Thanks for the info, but won’t using Alpha of any sort (even a GradientPaint) be pretty slow on some platforms. I’ve tried lots of alphay things in the past and found the performance hit scary. I’ll try it out anyway tho! :slight_smile:

Yep, I’m aware of thse, although the opengl flag is 1.5 only isn’t it (I don’t think the pipeline existed in 1.4)? The transaccel flag only works under windows also. Hence my fear of alpha use :confused:

Kev

[quote]Thanks for the info, but won’t using Alpha of any sort (even a GradientPaint) be pretty slow on some platforms. I’ve tried lots of alphay things in the past and found the performance hit scary. I’ll try it out anyway tho! :slight_smile:
[/quote]
I agree that it’s slow without hardware acceleration, especially if the translucent image is large and it’s worse if the translucent image persists in the scene. However, with a smaller and temporary light source, I won’t expect too much of a PERCEIVED performance hit.
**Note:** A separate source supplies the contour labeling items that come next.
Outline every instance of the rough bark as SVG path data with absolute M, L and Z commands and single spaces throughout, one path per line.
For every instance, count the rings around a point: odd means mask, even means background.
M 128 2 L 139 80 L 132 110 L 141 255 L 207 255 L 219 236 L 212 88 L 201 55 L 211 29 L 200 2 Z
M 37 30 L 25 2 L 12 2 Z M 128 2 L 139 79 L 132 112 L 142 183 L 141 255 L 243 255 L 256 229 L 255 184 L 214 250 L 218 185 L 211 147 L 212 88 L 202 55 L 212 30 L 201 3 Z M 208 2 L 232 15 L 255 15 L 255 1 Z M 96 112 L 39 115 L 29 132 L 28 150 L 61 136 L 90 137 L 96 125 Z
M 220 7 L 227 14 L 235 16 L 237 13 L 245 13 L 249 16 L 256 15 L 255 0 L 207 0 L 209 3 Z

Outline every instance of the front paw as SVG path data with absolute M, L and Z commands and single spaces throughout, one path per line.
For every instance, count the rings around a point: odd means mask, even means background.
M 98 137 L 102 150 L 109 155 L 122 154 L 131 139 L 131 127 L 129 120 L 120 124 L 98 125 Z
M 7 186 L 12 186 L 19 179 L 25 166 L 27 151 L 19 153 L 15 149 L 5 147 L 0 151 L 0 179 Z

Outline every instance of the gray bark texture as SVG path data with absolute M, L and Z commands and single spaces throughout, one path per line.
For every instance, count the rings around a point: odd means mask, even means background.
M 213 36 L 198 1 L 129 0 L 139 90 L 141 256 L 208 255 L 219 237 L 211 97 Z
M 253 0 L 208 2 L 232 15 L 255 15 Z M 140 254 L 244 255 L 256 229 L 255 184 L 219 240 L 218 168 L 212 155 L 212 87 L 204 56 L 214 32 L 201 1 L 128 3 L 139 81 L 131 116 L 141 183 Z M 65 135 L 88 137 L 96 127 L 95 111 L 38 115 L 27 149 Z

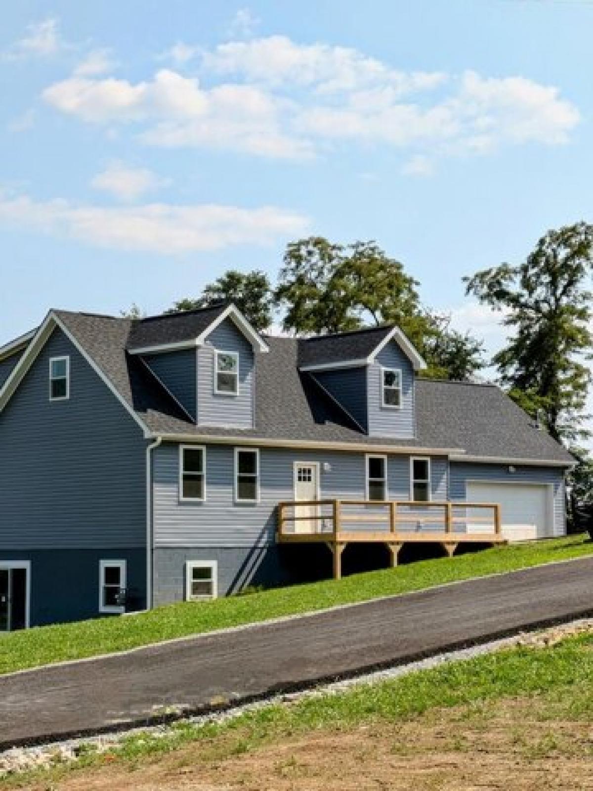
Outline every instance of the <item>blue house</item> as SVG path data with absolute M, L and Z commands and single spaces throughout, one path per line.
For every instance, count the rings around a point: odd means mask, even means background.
M 51 311 L 0 347 L 0 630 L 289 581 L 324 544 L 338 576 L 344 547 L 562 535 L 572 456 L 423 367 L 394 327 Z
Also, just to clarify, it is definitely better to render your light source as an offscreen image rather then drawing directly on screen using RadialGradientPaint each time.

Maybe you could make use of trans hardware accel if it exists and have an option in your game to turn on/off translucent imagery.

Hmm… For some disturbing reason I’ve always thought that a limited openGL solution existed on the pipeline of the linux version. I wonder what that opengl flag in 1.4.2 does… probably nothing.